Abstract

Introduction: Chronic Granulomatous Disease (CGD) is a rare primary immunodeficiency due to a defective phagocytic cell oxidative burst, rendering patients suspectible to severe recurrent infections and chronic inflammatory process. The objective of this study was to describe the presenting features of colitis in CGD patients within the United Kingdom and Ireland. Methods: A national survey of CGD patients was undertaken. Consenting patients were identified and clinical data on epidemiology and morbidity was abstracted from their hospital notes. Results: 94 CGD patients were identified-68 (72%)with X-linked (XL) disease and 16 (17%) with Auto-recessive (AR) disease. Mode of inheritance was unknown (U) in 10 patients (11%).35 CGD patients (37%) had macroscopic or histological appearance of large bowel colitis-26 XL,7 AR, 2 U. Barium studies of the small bowel were normal in 21 of 23 patients, 1 patient having midileal abnormalities, the other a stricture in the terminal ileum. Symptoms at presentation: diarrhoea 74%, bloody stools 68%, abdominal pain 47%. In pathology reports, granulomas were reported in 63%, pigmented macrophages in 26% and eosinophilic infiltrate in 20%. 15 (43%)patients presented with colitis before being diagnosed with CGD- 11 XL,3 AR,1 U. Initial diagnosis was Crohns disease in 5 (33%) and Cows milk protein intolerance in 3 (20%).
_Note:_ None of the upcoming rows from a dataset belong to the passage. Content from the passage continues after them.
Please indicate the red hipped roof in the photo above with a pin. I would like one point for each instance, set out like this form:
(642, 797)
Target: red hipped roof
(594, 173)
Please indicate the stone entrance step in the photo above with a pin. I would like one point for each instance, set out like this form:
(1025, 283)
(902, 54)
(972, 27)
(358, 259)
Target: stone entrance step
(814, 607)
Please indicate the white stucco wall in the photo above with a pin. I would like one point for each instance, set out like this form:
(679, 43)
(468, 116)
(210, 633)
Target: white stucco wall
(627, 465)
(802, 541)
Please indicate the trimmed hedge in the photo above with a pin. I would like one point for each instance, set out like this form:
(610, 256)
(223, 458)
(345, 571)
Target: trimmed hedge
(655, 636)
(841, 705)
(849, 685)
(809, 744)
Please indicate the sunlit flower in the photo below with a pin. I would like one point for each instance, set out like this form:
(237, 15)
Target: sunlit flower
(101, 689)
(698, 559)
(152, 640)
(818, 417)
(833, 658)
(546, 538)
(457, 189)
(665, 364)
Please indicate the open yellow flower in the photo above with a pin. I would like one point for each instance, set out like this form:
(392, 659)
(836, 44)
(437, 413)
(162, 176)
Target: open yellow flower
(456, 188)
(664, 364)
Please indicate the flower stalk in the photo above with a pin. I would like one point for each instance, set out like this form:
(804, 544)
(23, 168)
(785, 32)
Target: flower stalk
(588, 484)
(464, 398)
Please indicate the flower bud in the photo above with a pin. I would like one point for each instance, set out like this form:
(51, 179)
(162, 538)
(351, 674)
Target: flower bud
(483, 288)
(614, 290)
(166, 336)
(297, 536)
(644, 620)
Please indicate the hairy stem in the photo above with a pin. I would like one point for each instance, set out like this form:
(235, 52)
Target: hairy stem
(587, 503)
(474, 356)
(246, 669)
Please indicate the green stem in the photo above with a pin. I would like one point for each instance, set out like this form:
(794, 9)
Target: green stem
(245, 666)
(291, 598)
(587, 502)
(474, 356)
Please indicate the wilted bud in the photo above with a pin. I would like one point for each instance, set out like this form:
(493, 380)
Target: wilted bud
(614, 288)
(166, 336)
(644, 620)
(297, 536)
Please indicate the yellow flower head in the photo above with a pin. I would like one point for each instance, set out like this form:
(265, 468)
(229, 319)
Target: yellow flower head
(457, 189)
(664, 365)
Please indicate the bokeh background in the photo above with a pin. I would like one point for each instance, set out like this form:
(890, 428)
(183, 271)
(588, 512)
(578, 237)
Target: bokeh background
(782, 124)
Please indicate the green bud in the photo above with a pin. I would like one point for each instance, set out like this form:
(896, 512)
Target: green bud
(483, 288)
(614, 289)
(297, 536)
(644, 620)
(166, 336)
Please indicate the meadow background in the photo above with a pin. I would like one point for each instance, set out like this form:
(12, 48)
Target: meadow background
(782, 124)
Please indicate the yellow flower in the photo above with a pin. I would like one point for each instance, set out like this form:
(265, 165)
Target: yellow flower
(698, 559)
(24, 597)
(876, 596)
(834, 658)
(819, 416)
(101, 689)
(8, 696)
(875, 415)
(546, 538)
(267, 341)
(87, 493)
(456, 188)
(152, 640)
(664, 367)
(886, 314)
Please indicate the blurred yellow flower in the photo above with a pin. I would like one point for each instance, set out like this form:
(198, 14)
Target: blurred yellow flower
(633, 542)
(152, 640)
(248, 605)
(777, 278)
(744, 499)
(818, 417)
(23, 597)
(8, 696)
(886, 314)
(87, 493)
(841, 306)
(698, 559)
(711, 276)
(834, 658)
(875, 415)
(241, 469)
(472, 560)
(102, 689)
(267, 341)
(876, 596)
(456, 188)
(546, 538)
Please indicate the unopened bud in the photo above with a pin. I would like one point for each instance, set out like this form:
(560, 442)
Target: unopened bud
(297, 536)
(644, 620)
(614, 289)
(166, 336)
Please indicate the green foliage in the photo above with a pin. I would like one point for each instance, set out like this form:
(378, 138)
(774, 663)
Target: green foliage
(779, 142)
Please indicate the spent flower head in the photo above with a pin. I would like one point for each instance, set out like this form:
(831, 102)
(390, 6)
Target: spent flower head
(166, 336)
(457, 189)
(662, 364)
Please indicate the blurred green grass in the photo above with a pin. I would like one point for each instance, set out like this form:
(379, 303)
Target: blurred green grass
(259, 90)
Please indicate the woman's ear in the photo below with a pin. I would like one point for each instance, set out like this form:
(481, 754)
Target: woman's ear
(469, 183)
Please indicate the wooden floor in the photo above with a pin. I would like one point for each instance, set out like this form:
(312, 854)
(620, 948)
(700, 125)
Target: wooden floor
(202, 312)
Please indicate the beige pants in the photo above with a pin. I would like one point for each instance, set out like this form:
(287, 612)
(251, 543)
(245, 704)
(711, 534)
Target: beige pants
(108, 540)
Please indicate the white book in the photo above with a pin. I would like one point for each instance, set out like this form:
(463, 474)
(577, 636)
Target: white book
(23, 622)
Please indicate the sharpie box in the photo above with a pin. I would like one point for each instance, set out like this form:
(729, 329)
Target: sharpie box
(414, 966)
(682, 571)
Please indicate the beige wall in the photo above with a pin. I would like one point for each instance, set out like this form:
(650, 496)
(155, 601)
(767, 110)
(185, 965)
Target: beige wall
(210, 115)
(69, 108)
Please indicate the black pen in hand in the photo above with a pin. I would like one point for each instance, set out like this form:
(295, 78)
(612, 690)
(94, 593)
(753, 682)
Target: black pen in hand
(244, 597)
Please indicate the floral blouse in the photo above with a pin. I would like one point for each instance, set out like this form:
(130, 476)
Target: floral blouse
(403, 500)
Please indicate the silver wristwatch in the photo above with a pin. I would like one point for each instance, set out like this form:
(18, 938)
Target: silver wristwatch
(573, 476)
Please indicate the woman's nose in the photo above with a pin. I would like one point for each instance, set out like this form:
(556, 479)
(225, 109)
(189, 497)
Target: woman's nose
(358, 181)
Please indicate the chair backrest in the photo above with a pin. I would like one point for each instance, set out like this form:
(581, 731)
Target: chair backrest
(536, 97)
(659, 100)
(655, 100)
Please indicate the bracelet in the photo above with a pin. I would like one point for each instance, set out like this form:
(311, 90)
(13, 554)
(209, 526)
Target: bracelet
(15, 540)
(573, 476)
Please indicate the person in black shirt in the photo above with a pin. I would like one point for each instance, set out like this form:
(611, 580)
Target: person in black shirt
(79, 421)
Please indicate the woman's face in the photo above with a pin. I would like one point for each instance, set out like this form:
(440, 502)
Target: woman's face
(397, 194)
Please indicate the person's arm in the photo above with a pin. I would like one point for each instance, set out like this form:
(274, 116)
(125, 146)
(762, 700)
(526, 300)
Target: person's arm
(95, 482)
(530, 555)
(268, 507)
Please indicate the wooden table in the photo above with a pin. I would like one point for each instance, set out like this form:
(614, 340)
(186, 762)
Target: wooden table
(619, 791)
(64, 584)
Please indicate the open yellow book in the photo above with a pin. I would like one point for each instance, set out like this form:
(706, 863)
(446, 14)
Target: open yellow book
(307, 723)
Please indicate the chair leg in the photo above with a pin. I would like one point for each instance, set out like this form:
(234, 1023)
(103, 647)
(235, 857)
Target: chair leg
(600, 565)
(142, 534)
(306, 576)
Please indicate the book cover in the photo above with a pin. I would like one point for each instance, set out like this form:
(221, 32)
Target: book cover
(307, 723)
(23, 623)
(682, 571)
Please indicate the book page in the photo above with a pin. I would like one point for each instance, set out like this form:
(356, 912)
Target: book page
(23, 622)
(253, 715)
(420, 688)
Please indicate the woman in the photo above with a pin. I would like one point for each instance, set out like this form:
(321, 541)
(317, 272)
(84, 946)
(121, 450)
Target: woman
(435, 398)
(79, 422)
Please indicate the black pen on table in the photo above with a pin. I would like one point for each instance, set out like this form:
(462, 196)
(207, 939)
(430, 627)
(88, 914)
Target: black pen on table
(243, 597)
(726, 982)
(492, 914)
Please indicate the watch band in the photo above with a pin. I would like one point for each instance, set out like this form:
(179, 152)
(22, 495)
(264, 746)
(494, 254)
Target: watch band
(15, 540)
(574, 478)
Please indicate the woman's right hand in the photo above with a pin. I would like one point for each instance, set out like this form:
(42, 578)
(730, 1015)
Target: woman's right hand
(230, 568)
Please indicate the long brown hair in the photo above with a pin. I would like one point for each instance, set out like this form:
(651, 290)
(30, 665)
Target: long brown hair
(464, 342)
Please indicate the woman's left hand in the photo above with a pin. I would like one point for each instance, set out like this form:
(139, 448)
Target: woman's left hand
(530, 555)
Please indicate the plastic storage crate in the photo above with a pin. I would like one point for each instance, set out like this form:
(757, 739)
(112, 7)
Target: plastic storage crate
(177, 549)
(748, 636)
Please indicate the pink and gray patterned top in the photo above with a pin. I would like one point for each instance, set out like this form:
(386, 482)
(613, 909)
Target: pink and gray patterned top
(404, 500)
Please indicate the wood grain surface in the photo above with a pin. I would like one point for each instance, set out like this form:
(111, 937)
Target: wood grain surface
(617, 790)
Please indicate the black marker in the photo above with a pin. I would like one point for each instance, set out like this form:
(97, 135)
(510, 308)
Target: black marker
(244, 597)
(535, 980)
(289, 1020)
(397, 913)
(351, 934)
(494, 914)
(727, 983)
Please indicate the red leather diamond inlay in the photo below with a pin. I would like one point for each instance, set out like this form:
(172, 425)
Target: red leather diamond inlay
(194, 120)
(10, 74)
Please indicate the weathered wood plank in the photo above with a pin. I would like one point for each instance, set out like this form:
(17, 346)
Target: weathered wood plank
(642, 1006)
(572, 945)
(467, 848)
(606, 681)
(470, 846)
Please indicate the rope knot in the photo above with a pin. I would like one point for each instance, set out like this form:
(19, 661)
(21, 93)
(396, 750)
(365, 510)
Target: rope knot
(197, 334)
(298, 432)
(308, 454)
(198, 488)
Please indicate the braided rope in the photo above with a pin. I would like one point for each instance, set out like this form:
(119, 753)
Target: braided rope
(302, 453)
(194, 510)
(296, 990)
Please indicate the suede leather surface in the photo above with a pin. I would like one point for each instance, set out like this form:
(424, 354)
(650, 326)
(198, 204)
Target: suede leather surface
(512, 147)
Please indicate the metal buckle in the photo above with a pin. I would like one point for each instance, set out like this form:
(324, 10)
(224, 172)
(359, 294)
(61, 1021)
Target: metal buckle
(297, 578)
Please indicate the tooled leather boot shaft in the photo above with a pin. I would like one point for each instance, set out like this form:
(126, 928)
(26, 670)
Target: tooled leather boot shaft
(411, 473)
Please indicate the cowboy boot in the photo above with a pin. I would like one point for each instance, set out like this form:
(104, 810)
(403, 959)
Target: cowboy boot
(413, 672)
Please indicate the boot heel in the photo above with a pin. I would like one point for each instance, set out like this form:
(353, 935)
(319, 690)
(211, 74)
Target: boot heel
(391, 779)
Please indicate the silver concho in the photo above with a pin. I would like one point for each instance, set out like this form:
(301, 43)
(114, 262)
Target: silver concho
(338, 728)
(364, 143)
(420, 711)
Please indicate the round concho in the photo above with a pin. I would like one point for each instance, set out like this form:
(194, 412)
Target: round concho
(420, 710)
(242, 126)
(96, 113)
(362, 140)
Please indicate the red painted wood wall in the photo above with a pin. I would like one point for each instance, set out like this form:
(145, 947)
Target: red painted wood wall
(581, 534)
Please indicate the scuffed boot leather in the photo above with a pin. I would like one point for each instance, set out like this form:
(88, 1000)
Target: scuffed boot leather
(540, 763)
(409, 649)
Mean age of presentation in this subgroup of 15 was 2.86 years in XL (range 0.1–7.1) and 8.93 years in AR (Range 5–14.1). Conclusion: CGD colitis is significant problem and often presents before CGD is diagnosed. There are no consistent pathognomnic features. It is primarily a large bowel disease. CGD should be considered in all children presenting with colitis. Assessment of the oxidative burst should be undertaken, particular in children under the age of 5 or with a unusual history of infections.